Wednesday, February 11, 2009

The teachers have told me that W doesn't like to play on the play structure or ride the tricycles and they presented it in a way that led me to believe that they were concerned. So I have spent the past few days in my head trying to defend my baby. I hate to be the defensive mom because I truly appreciate when and if they tell me W is having trouble with something but honestly, it made me feel like something was wrong with my kid. and that's a horrible feeling to have. They were almost relieved to hear that we went to the park a lot and that he slides down the slide and runs and climbs and jumps. Whatever. W is a shy kid, he's not going to be your next Joe Namath (he may be your next Tiger Woods). He has flat feet, steers away from a large chaotic crowd and is generally a focused quiet person. But he LOVES the slide and love to run and play and I kept telling them this. A fellow mother asked if I had told the teachers that I didn't like to spend the night out as a kids. I thought about it but I felt like I was going overboard trying to defend him so I stopped at "I am a shy person."
I got myself worked up into a tizzy last night worrying about it. J was out of town and I kept worrying-is something wrong with him? have I done him an injustice in chalking him up to a reticent kids? in between thoughts, I cried. Will he get into a pre-school? and then I remembered.....In 3rd grade, during both recesses, I pulled up a chair every day next to my 3rd grade teacher and sat next to her all break. I didn't play although at times she encouraged me but I wouldn't budge. I didn't want to play on the playground. I guess it made me feel safe. So there you have it! He is a mini-me!I called my parents to ask them if they were worried about me. They didn't even know that happened.

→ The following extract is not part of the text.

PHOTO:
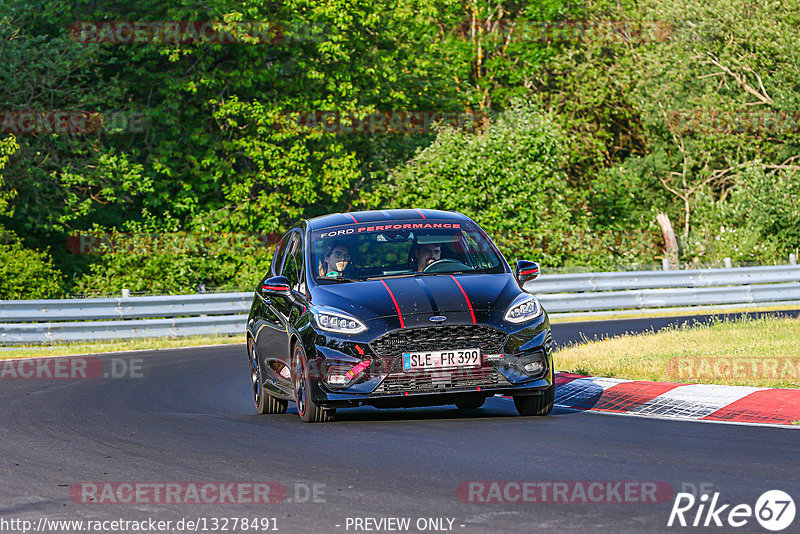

After this revelation I feel 100% better and am able to go on about my life---of course, waiting for the next thing. Because it's always somethin', ain't it?


Mary Kent said...

As a preschool teacher, i would say do not worry! W is shy and any attempts (which I know you would not do) to "unshy" him would just make him feel shame. I heard Robert Brooks speak the other day (Raising Resilient Children : Fostering Strength, Hope, and Optimism in Your Child by Robert Brooks) and he said that if you have a shy child, just try empathy: "I know how it feels when there is such a big crowd on the playground and if you don't wantto play, I understand, but maybe if you try it you might like it" Anyway, I don't think it matters one bit that he doesn't want to play - it shows that he is an individual. And asking him when he gets home from school - did you playon the playground, etc. is not great either. Sorry for the earful, more than you bargained for I know.

NolaMom said...

Not more than earful. I am grateful for the input. and it makes me feel much better. I do ask him if he played on the structure. I will cut that out immediately. You're right, too much pressure.